Por otro lado, Nietzsche, como Heráclito sugirió, piensa que, del mismo modo que no hay un “Ser” fijo, estable y permanente, tampoco hay propiamente un “yo” fijo, estable y permanente que actúa como sustancia de nuestra actividad mental. No hay “identidad” personal, y en esto Nietzsche –apoyándose en Heráclito– se opone a la concepción tradicional mayoritaria en Occidente desde Sócrates y Platón hasta, al menos, Descartes, según la cual el ser humano se define a partir de un “alma” o “conciencia”, un “yo” racional. Para Nietzsche, el ser humano es un cuerpo en el que se agita toda una variedad de impulsos vitales que lo atraviesan y empujan en diferentes direcciones; nuestras racionalizaciones, por medio de las cuales pretendemos dar cuenta de nuestras acciones, son siempre justificaciones a posteriori de impulsos inconscientes e irracionales que son los verdaderos móviles de nuestras acciones, ignorados por nosotros mismos.

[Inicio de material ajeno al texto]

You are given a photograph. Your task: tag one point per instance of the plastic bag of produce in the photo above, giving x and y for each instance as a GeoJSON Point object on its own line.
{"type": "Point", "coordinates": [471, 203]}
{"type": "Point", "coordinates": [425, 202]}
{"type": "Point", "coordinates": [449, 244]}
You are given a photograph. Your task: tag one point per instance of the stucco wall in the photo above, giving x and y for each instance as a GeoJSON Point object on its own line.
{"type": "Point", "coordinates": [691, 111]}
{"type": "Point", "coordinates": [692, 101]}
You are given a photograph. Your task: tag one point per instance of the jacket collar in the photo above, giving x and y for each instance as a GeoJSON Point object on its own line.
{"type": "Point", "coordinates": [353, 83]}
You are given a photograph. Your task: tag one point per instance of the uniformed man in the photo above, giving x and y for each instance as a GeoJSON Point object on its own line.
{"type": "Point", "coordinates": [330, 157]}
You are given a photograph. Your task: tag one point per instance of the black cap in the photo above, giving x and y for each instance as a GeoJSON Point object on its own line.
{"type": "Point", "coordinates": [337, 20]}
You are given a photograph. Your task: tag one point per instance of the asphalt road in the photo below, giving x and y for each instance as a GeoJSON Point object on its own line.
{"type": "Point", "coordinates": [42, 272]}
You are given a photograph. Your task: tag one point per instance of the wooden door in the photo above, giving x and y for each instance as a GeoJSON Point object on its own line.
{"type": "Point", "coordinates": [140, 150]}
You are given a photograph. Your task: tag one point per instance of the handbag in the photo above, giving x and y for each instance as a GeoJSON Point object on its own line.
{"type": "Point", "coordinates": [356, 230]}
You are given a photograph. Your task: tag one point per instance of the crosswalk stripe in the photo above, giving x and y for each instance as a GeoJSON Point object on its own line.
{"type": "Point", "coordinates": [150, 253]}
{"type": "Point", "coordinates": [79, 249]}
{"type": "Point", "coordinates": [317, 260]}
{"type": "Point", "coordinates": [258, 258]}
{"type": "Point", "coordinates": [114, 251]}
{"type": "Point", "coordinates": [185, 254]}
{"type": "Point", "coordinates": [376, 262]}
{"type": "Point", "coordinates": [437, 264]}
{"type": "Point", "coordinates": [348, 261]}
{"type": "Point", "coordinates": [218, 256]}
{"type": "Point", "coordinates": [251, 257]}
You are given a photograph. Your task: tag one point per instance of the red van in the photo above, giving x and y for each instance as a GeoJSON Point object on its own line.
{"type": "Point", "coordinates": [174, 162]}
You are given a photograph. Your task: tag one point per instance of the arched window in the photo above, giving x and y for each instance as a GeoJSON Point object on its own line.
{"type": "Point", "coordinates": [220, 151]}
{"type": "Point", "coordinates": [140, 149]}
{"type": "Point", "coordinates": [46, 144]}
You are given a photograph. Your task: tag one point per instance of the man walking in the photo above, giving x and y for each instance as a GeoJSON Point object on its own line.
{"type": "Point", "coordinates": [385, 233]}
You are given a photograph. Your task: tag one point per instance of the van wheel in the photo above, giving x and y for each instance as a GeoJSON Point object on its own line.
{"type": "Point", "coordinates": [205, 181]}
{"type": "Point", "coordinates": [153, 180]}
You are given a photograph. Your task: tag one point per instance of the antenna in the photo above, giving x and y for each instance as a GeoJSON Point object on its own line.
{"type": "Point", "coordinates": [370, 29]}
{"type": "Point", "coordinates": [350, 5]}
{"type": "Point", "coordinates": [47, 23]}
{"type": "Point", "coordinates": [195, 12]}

El “yo”, el “sujeto” que para la tradición filosófica de Occidente era portador de conciencia, razón (o racionalidad) y libertad, se deshace en un magma de instintos, impulsos y fuerzas irracionales de carácter inconsciente.

Finalmente, digamos que Nietzsche valora en Heráclito lo que entiende que es una relativa apreciación por parte de este del valor de nuestros sentidos como medios de vida e instrumentos de conocimiento –frente a toda la tradición metafísica y epistemológica posterior, a partir de Platón–; si bien Nietzsche le achaca a Heráclito el no haber sido plenamente coherente con este punto y no haber “confiado” del todo en el poder y la verdad de los sentidos.